Institutions & Growth: An IV Approach

Research
Econometrics
Causal Inference
Does institutional quality cause economic growth?

Overview

This bachelor’s thesis investigates the “deep determinants” debate in development economics — why some countries are rich and others poor. The paper sits between two competing literatures:

  • AJR / RST (institutions-first): settler mortality IV shows institutions drive income per capita
  • GLLS (human capital-first): human capital predates institutions; Rule of Law proxies are endogenous outcome variables

The contribution is a 3-endogenous-variable 2SLS instrumenting institutions, trade, and human capital simultaneously.

Model

Log(Income) = α + δ·Institutions + η·Human Capital + φ·Trade + θ·Geography + ε

Endogenous variables: Institutions (ROLA / Democracy), Trade, Human Capital

Instruments: Settler Mortality, Malaria Ecology, Constructed Trade, ENGFRAC, EURFRAC

Exogenous control: Tropicar (% landmass in tropics)

Results

Human capital (years of schooling) is the only statistically significant variable across all 2SLS specifications. Institutions lose significance once endogeneity is controlled for via IV.

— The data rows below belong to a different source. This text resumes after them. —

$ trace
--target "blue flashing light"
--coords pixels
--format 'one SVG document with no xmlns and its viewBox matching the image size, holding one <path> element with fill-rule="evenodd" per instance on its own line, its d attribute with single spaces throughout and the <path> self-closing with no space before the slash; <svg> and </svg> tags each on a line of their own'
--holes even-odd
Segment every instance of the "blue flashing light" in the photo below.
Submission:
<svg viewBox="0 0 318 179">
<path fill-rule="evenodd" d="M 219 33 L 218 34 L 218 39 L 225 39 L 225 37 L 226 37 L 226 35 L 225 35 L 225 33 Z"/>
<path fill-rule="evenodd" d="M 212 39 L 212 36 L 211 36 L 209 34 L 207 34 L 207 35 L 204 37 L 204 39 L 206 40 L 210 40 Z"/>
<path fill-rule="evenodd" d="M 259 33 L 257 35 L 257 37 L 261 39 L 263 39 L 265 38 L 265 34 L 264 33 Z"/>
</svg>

Specification N HC Coef Sig
ROLA · Full sample 110 0.603 *
ROLA · Colonial subsample 51 0.460 **
Democracy · Full sample 109 0.638 **
Democracy · Colonial subsample 50 0.630 ***

Colonial subsample: SettlerMortality > 0. Robust SE used.

A 1-year increase in average schooling → 46–64% increase in income per capita (semi-elasticity, varies by specification).

Limitations

Cragg-Donald statistic falls below all Stock-Yogo critical values (2SLS bias > 30%). Results are suggestive but not conclusive. LIML estimation confirms weak identification — consistent with GLLS (2004), which encounters the same problem.

Code & Data

Key References

Acemoglu, D., Johnson, S. & Robinson, J. (2001). The Colonial Origins of Comparative Development. NBER WP 7771.

Glaeser, E. et al. (2004). Do Institutions Cause Growth? NBER WP 10568.

Rodrik, D., Subramanian, A. & Trebbi, F. (2004). Institutions Rule. Journal of Economic Growth, 9(2), 131–165.